Additionally, applications with substantial data egress can be significantly impacted by egress costs. Consider the typical networking usage of applications running on your AKS cluster, and determine your outbound costs for Azure bandwidth. Compare this with data transfer limits allocated to your LKE nodes.
Data Persistence and Storage
Cloud-native workloads are ephemeral. As a container orchestration platform, Kubernetes is designed to ensure your pods are up and running, with autoscaling to handle demand. However, it’s important to handle persistent data carefully. If you are in a position to impose a large maintenance window with system downtime, migrating workloads can be a simpler task.
Should you need to perform a live migration with minimal downtime, you must develop proper migration procedures and test them in a non-production environment. This may include:
- Parallel storage and databases on both clouds
- Cross-cloud replication between storage and databases
- Double writes at the application level
- Failover reads at the application level
- Switching the Azure storage and databases to read-only
- Storage and database indirection at the configuration or DNS level
Advanced Network Configuration
The Azure network model includes virtual networks, Azure Firewall, and different types of load balancers. For LKE, Akamai Cloud provides NodeBalancers, which are equivalent to application load balancers. If you use advanced features of Azure networking, adapting them to Akamai Cloud networking may require significant configuration changes.
For network security, you may need to port Azure Firewall rules to Kubernetes Network Policies on LKE.
Security and Access Management
Azure AKS integrates Entra ID (formerly known as Azure Active Directory) with Kubernetes access. LKE uses standard Kubernetes user and service accounts, as well as Kubernetes role-based access control (RBAC).
DNS
If you use an independent DNS provider for your application, you must update various DNS records to point to LKE endpoints and NodeBalancers instead of AKS endpoints.
If you use Azure DNS and plan to migrate away from it, our DNS Manager may be a migration option.
Alternative to Azure Container Registry
LKE doesn’t have its own container registry. To migrate away from Azure Container Registry, set up a third-party private container registry, such as Docker Hub or GitHub Container Registry.
Alternatively, you can set up your own container registry, see How to Set Up a Docker Registry with LKE and Object Storage for instructions.

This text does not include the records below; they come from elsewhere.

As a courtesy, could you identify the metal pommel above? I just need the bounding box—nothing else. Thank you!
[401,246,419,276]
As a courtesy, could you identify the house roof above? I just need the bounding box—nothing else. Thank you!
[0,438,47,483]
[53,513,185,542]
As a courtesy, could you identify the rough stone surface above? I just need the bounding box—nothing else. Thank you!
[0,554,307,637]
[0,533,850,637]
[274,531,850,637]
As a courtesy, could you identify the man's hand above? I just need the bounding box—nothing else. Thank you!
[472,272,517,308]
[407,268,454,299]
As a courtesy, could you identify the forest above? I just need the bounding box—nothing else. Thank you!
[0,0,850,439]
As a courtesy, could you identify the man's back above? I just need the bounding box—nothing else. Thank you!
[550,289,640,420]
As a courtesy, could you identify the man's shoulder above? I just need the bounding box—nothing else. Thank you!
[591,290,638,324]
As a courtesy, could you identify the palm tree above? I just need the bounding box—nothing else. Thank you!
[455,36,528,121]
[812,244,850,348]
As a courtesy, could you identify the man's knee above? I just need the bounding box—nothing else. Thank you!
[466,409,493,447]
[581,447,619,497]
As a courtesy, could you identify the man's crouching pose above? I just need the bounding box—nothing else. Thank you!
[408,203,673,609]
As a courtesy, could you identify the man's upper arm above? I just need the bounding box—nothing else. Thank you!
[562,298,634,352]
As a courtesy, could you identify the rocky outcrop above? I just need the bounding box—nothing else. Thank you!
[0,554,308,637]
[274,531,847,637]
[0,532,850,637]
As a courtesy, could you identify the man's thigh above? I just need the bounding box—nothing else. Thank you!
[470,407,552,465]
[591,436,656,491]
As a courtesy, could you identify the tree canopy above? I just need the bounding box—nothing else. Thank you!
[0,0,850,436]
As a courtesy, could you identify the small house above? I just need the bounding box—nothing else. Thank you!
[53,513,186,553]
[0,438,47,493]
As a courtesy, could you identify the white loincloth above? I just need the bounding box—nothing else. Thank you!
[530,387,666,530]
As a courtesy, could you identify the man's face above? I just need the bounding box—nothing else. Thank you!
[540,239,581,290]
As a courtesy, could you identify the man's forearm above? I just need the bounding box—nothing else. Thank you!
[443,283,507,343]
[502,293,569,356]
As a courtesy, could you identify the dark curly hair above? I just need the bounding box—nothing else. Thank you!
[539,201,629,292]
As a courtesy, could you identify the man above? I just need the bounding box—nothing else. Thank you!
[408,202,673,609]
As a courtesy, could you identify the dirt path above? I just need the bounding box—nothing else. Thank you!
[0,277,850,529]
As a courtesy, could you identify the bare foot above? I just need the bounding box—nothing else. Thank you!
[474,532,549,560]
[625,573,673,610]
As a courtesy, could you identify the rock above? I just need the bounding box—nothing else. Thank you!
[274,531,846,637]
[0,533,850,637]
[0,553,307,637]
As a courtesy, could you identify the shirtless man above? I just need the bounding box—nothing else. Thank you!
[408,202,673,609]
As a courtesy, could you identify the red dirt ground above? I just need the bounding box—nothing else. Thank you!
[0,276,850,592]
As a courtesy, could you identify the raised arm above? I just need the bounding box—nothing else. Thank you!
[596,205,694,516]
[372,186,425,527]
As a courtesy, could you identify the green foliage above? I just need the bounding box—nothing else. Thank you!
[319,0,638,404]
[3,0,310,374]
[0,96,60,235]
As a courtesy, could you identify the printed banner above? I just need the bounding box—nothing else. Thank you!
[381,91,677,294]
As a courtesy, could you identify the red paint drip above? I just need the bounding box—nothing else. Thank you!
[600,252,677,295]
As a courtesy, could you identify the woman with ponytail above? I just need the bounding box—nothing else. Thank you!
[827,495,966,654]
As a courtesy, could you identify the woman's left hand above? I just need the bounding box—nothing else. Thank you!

Alternative to Google Cloud Operations Suite
Microsoft uses Azure Monitor for Kubernetes cluster observability. With Akamai Cloud, you can install an alternative observability solution on LKE. One example of such a solution is The Observability Stack (TOBS), which includes:
- Kube-Prometheus
- Prometheus
- AlertManager
- Grafana
- Node-Exporter
- Kube-State-Metrics
- Prometheus-Operator
- Promscale
- TimescaleDB
- Postgres-Exporter
- OpenTelemetry-Operator
See the following guides for more information:
- Migrating From Azure Monitor to Prometheus and Grafana on Akamai
- How to Deploy TOBS (The Observability Stack) on LKE
Alternative to Azure Key Vault
The Azure Key Vault can be leveraged to provide Kubernetes secrets on Azure. With LKE, you need an alternative solution, such as OpenBao on Akamai Cloud.